En algún momento hablé sobre esa manía que existe en España de cambiar los títulos originales de las obras por otros que a alguien, muchas veces un alguien descriteriado, le parecen más acertados. Ese es el caso de
A propósito de Abbott, que en su versión original se titulaba Abbot awaits [Abbott espera] y que tras leer el libro resulta mucho más acertado, porque Abbott es un hombre que espera que todo cambie o al menos que algo cambie.
La novela está dividida en casi cien situaciones/pensamientos que vive y tiene Abbott. Un profesor universitario de 37 años, durante los tres meses de verano en los que mientras su mujer se encuentra en las últimas semanas de embarazo y sufriendo insomnio, él tiene que encargarse de la casa, del perro y de su otra hija de dos años.
Siempre me ha extrañado, y por qué no decirlo, frustrado, que siempre que he preguntado a un hombre en qué piensa me ha solido contestar que en nada. Leo a Abbott y sus pensamientos disonantes, tiernos, crueles, indiferentes, absurdos... y pienso que si eso es lo que les pasa a los hombres por la cabeza, jamás volveré a preguntar a ninguno en qué piensa. He decidido que es mejor no saberlo. La mente de Abbott es un batiburrillo de inseguridades, de admiración, de deseos sexuales, de orgullo infantil, de rencor más infantil aún, de amor por sorpresa, de impulsos... que a veces son tan ilógicos e incomprensibles que es casi imposible transmitirlos sin perder la imagen de cordura.
No me ha encandilado, pero me ha gustado cómo está escrito, un poco al vuelo del pensamiento. No por nada su autor, el estadounidense Chris Bachelder, es profesor de escritura creativa en la Uiversidad de Massachusetts Amherst. En definitiva: no pasará al edén de los libros imprescindibles, pero si su labor era la de hacer pasar el rato con una cierta dignidad, misión conseguida.
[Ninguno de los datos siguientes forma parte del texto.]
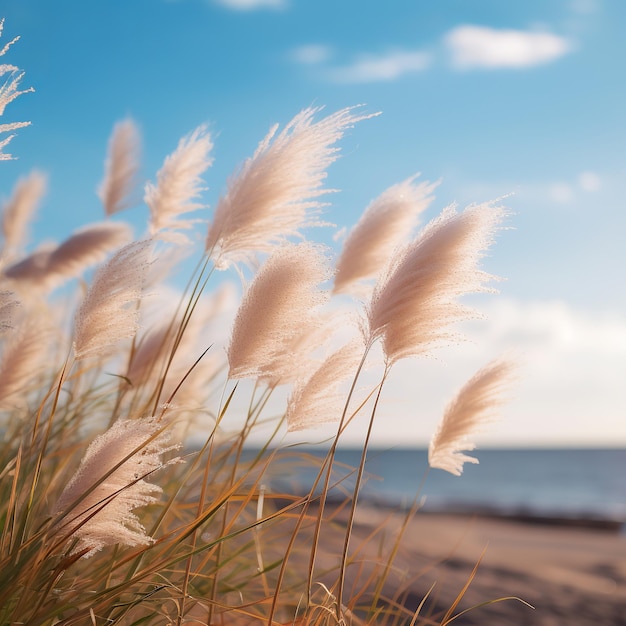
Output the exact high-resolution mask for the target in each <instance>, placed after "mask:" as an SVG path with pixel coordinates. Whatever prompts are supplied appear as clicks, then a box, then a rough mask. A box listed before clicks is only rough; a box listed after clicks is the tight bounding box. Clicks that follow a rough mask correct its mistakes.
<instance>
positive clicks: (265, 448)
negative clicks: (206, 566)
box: [207, 385, 280, 623]
mask: <svg viewBox="0 0 626 626" xmlns="http://www.w3.org/2000/svg"><path fill="white" fill-rule="evenodd" d="M274 388H275V386H271V385H270V386H268V387H267V388H266V389H264V391H263V393H262V394H261V397H260V398H259V400H258V401H257V402H256V404H253V401H254V393H253V396H252V397H251V398H250V406H249V407H248V415H247V418H246V424H245V425H244V427H243V428H242V430H241V433H240V435H239V437H238V441H239V444H238V446H237V453H236V459H235V462H234V463H233V465H232V471H231V484H232V481H234V478H235V471H236V469H237V467H238V465H239V460H240V458H241V453H242V450H243V444H244V443H245V438H246V436H247V434H246V429H247V428H248V429H251V428H252V426H253V425H254V423H255V422H256V420H257V419H258V417H259V416H260V414H261V411H262V410H263V407H264V406H265V405H266V403H267V402H268V401H269V398H270V395H271V393H272V391H273V389H274ZM255 389H256V387H255ZM250 422H252V423H250ZM279 428H280V423H278V424H277V426H276V429H275V430H274V433H273V435H272V436H271V437H270V438H269V440H268V441H267V442H266V444H265V445H264V446H263V448H262V449H261V450H260V451H259V453H258V454H257V457H256V459H255V464H256V461H257V460H260V458H261V457H262V455H263V454H264V452H265V450H267V448H268V447H269V445H270V443H271V441H272V440H273V438H274V437H275V436H276V434H277V432H278V430H279ZM207 466H208V464H207ZM227 515H228V502H227V503H226V505H225V508H224V515H223V524H222V529H221V532H222V533H224V532H225V524H226V518H227ZM221 552H222V546H221V545H220V546H218V549H217V554H216V563H217V565H216V574H215V576H214V577H213V580H212V583H211V593H210V598H211V600H212V601H213V600H215V596H216V593H217V573H218V571H219V566H218V565H219V562H220V559H221ZM211 607H212V605H210V609H209V619H208V623H211V619H212V608H211Z"/></svg>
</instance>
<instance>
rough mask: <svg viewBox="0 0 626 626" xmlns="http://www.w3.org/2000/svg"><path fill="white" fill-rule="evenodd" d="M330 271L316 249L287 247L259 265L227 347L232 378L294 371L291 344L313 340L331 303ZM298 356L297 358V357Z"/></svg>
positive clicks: (293, 359)
mask: <svg viewBox="0 0 626 626" xmlns="http://www.w3.org/2000/svg"><path fill="white" fill-rule="evenodd" d="M328 278H330V270H329V268H328V266H327V263H326V260H325V258H324V255H323V254H322V252H321V251H320V249H319V247H318V246H315V245H312V244H310V243H301V244H298V245H293V244H290V245H285V246H282V247H279V248H277V249H276V251H275V252H274V254H273V255H272V256H271V257H269V258H268V259H267V261H266V262H265V263H264V264H263V265H262V266H261V268H260V270H259V272H258V273H257V275H256V277H255V278H254V280H253V282H252V283H251V284H250V286H249V288H248V290H247V292H246V293H245V295H244V297H243V299H242V301H241V305H240V307H239V310H238V311H237V316H236V318H235V322H234V324H233V331H232V334H231V339H230V343H229V345H228V349H227V353H228V362H229V366H230V370H229V376H230V377H231V378H247V377H250V376H258V377H261V378H272V379H280V378H282V377H283V375H287V374H291V370H292V369H293V367H294V365H295V364H294V359H293V357H294V354H293V351H292V346H293V345H294V343H297V342H298V340H299V339H300V338H302V337H306V336H314V335H315V329H316V328H317V327H318V324H319V323H320V320H319V314H318V309H319V307H320V306H321V305H322V304H324V303H325V302H326V301H327V299H328V293H327V292H324V291H321V290H320V289H319V287H318V286H319V284H320V283H322V282H324V281H326V280H328ZM298 358H299V357H298V356H296V359H298Z"/></svg>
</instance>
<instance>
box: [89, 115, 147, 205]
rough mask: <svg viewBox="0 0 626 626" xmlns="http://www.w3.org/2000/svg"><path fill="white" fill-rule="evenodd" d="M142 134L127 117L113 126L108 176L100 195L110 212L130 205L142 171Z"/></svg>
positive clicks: (106, 163)
mask: <svg viewBox="0 0 626 626" xmlns="http://www.w3.org/2000/svg"><path fill="white" fill-rule="evenodd" d="M140 142H141V140H140V136H139V130H138V128H137V125H136V124H135V122H133V120H131V119H130V118H129V119H125V120H122V121H121V122H118V123H117V124H116V125H115V126H114V127H113V133H112V135H111V139H110V140H109V151H108V155H107V160H106V164H105V172H104V178H103V180H102V182H101V183H100V187H99V188H98V196H99V198H100V200H101V201H102V205H103V206H104V212H105V214H106V215H113V214H114V213H117V212H118V211H122V210H123V209H126V208H127V207H128V206H130V204H131V202H132V193H133V191H134V188H135V183H136V178H137V173H138V171H139V152H140Z"/></svg>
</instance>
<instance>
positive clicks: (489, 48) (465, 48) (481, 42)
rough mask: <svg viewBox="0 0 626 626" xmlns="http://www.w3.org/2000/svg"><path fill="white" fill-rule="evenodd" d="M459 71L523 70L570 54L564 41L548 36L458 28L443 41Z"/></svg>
mask: <svg viewBox="0 0 626 626" xmlns="http://www.w3.org/2000/svg"><path fill="white" fill-rule="evenodd" d="M444 43H445V45H446V47H447V48H448V50H449V52H450V54H451V58H452V64H453V66H454V67H456V68H458V69H470V68H487V69H495V68H505V67H508V68H522V67H531V66H534V65H542V64H544V63H549V62H550V61H554V60H555V59H558V58H559V57H561V56H563V55H564V54H566V53H567V52H569V51H570V50H571V44H570V43H569V42H568V40H567V39H565V38H563V37H559V36H558V35H554V34H552V33H548V32H533V31H522V30H496V29H493V28H488V27H486V26H472V25H464V26H459V27H457V28H455V29H453V30H452V31H450V32H449V33H448V34H447V35H446V36H445V38H444Z"/></svg>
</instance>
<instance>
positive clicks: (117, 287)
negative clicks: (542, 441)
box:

Os dejo una de las situaciones para ver si os apetece hincarle el diente.
Abbott va a la cafetería
Aunque el calzado más antiguo que se ha encontrado tiene nueve mil años, algunos científicos creen que los humanos pudieron empezar antes a fabricar calzado rudimentario, hace treinta o cuarenta mil años. Se sabe que ya existían bombas en el año 1281 de nuestra era, fecha en que los mongoles lanzaron bolas de cerámica llenas de pólvora a los japoneses. (Los fragmentos han llegado a nuestros días.) Dos nombres, separados durante siglos, finalmente unidos. Dos conceptos fusionados. No habléis con desconocidos, le dirá un día Abbot a sus hijos, a modo de advertencia. Ni a personas que vayan calzadas. Se sienta en la cafetería con su hija en el regazo. La niña todavía tiene los ojos hinchados de haber llorado. Él recorre el atestado local con la mirada y no ve ninguna bomba. Como es un hombre moderno, sabe que eso puede significar dos cosas: que no hay bombas en la cafetería, o que hay bombas en la cafetería.